16th March, 2016
This month we’re meeting Vivien Wilson
Where are you from/based now?
I was born in Staffordshire and lived in the West Riding of Yorkshire before moving to Derbyshire. I work from my home studio surrounded by open countryside in a small village near Ashbourne.
Tell us about your work
I paint all kinds of plant life but especially flowering plants. I prefer to paint what really inspires me, whether it is a dramatic colour or an interesting shape, but I also work to commission. When I paint a plant’s portrait it is usually on a white background so that the detail stands out clearly. Increasingly I am fascinated by the individuality of plants growing wild. My work is in watercolour or pen and acrylic inks. I always try to show a plant’s character and the way it relates to other plants, as well as the botanical accuracy. I particularly enjoy composing groups of plants to show how they harmonise and create pattern.
Can you describe how and why your career as an artist began?
Probably when I was about three, when I used to draw on the walls at home! I studied art at college and enjoyed developing children’s artistic abilities when I was teaching. During my time as a primary school headteacher, I also did some illustration work for educational projects. The enjoyment I gained from this led to my decision to leave teaching and study for an art degree – Graphic Design. An inspiring course in Botanical painting followed and this has been my main focus ever since.
How long have you been a member of PDA?
I have been a member of PDA for 10 years. I really wanted to join after visiting several PDA shows at Buxton and talking to the inspirational artists there.
What’s the greatest benefit of being a PDA member?
Being part of such a varied and lively group of creative people, sharing ideas and supporting each other in our work. I value the sense of companionship knowing that we are all engaged in creating and making, rather than feeling isolated working alone. And there are great opportunities for buying individual pieces of work too.
What / who inspires you? Is there anyone specific that inspires you – either from the arts world, or on a personal level?
My inspiration comes from the countryside. During my walks in the fields around our garden, I make sketches of wildflowers and trees as they change through the seasons. I often return with an interesting assortment of plant material, which might be twigs, berries, ears of corn, seedheads, whatever appeals to me. When I am searching for something in particular for a commission I am also known as a raider of local gardens – mostly with permission!
What’s your typical working environment?
I draw and paint in my studio at home overlooking our garden and the fields and brook beyond.

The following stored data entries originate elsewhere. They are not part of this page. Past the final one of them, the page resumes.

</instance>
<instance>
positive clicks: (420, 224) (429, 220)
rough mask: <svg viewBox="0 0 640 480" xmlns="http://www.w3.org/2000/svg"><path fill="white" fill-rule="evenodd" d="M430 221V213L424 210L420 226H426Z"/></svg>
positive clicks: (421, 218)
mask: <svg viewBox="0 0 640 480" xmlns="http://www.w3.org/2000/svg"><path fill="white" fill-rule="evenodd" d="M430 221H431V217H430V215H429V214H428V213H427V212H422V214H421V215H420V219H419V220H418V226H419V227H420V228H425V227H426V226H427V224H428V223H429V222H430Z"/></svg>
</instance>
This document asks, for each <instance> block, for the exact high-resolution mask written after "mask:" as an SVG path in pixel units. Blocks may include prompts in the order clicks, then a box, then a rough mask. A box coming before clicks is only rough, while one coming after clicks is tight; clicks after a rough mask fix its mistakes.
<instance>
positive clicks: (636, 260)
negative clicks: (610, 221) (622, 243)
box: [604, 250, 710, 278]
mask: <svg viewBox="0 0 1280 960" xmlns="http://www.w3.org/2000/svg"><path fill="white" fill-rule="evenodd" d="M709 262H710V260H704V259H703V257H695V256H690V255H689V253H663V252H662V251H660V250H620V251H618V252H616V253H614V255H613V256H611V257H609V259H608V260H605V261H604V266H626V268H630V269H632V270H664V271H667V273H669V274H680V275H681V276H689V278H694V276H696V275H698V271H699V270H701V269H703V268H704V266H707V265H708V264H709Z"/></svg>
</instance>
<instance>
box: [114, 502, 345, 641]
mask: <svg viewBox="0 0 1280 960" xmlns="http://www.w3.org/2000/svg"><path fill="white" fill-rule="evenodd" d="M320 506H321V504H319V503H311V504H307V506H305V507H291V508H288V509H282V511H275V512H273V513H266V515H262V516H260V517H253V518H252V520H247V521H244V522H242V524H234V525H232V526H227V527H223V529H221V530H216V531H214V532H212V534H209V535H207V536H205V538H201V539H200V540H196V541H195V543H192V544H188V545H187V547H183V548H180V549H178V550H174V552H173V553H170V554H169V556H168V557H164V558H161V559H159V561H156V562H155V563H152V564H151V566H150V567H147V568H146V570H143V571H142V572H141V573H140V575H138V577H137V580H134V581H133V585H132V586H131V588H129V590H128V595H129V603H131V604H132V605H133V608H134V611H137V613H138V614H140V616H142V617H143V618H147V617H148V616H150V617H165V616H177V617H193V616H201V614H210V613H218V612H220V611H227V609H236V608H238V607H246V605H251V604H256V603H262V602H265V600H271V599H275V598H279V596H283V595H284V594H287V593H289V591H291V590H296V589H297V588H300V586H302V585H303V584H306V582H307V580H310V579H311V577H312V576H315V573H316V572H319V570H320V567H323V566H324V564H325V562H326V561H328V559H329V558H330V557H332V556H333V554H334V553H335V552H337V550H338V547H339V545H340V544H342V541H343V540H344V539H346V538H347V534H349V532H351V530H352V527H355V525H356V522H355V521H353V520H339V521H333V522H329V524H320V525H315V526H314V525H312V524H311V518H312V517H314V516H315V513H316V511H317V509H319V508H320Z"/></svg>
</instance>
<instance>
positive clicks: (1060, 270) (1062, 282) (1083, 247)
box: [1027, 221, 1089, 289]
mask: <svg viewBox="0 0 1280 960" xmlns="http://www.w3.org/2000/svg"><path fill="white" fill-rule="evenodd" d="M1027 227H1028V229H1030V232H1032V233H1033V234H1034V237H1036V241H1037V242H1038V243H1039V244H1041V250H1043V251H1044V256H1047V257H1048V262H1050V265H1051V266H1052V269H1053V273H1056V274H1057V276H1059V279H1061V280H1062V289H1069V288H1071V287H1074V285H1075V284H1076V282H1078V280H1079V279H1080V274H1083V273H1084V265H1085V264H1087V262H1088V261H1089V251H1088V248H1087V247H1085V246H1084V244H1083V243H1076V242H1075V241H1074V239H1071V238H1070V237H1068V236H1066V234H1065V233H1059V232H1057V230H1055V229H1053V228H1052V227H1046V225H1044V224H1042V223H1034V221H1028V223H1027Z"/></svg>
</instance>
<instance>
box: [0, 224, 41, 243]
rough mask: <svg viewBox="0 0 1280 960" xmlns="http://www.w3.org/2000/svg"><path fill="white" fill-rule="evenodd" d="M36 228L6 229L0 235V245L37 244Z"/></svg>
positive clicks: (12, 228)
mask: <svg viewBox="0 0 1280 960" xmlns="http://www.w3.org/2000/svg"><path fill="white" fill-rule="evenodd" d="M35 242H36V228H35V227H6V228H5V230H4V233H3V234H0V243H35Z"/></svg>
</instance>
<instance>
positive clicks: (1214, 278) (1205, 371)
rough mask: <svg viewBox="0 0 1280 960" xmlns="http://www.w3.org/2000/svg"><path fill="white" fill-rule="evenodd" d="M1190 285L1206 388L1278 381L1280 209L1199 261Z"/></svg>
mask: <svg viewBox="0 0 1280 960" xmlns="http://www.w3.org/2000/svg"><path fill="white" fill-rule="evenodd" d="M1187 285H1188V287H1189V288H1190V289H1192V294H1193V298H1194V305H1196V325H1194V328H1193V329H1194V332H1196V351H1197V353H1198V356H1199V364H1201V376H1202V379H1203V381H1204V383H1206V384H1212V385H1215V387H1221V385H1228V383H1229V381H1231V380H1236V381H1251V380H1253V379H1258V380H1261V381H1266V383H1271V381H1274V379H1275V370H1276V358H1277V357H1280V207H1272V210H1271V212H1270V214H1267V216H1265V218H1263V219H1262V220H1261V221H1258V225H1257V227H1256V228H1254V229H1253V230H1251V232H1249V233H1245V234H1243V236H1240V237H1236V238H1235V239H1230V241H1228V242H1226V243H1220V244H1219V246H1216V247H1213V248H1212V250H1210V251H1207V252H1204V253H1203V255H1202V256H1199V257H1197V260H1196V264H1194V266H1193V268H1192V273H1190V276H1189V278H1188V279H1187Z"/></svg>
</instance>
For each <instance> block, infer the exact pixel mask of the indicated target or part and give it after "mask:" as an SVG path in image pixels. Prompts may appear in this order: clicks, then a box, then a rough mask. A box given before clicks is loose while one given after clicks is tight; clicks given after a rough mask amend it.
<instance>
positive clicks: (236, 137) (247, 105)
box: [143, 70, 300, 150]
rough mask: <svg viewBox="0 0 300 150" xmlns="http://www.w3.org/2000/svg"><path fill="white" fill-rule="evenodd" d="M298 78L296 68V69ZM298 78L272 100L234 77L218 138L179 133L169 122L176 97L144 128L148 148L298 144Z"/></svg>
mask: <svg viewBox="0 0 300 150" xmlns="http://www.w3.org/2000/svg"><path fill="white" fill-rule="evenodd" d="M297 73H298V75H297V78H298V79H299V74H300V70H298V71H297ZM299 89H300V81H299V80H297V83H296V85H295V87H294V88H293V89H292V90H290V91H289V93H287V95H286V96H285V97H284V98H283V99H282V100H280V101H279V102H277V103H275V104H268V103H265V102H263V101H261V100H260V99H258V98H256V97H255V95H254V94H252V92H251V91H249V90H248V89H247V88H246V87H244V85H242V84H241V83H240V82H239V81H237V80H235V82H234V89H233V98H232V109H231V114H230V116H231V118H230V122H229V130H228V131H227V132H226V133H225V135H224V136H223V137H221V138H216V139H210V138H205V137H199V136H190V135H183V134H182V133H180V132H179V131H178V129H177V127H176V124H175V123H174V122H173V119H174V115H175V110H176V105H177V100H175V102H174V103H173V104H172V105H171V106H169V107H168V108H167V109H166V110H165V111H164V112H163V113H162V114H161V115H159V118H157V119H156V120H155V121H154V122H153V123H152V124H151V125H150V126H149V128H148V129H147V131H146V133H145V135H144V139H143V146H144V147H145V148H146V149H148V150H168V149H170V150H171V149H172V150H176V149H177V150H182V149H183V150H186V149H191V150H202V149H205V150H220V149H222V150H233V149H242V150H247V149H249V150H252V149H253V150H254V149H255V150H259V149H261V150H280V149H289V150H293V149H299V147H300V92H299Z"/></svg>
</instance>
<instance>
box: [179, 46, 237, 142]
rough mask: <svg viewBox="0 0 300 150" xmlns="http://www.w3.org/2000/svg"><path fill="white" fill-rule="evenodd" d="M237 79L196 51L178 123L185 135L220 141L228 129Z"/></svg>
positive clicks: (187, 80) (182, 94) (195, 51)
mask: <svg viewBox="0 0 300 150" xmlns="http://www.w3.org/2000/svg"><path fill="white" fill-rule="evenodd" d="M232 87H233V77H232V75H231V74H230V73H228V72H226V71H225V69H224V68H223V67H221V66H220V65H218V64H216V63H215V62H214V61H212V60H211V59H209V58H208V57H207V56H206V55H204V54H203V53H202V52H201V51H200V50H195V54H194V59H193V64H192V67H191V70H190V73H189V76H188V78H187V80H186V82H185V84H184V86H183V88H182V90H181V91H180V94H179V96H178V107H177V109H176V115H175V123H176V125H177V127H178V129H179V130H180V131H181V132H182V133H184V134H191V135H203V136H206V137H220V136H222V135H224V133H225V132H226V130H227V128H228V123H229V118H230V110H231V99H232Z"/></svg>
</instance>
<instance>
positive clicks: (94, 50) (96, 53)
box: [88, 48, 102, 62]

I always work from living plants so my two desks are filled with jars containing flowers related to the work in hand or dried specimens for future inspiration. It’s not a very tidy environment but there are places for everything! These include two bookcases, a large hamper and two little filing cabinets. My favourite storage item is one I bought with my first illustration fee - a hand painted cupboard with nine doors – and I’m never sure what is behind each one.
Do you have a favourite or defining moment during your career as an artist? Can you describe it?
I think it was the excitement of working on my first illustration job while I was still teaching. I had to draw items from the Devonshire Collection at Chatsworth for an educational book. It was fascinating being allowed to wander around the house when it was closed to visitors, drawing such diverse items as the silver chandelier, the Canova lions and the colossal marble foot. But my biggest commission is the most recent. It’s for The Woodland Trust’s new tree identification app that I’ve been working on daily for the past three months. All this time researching and painting 3 images for each of 76 trees and I’ve finally finished. So I’m out of the woods now.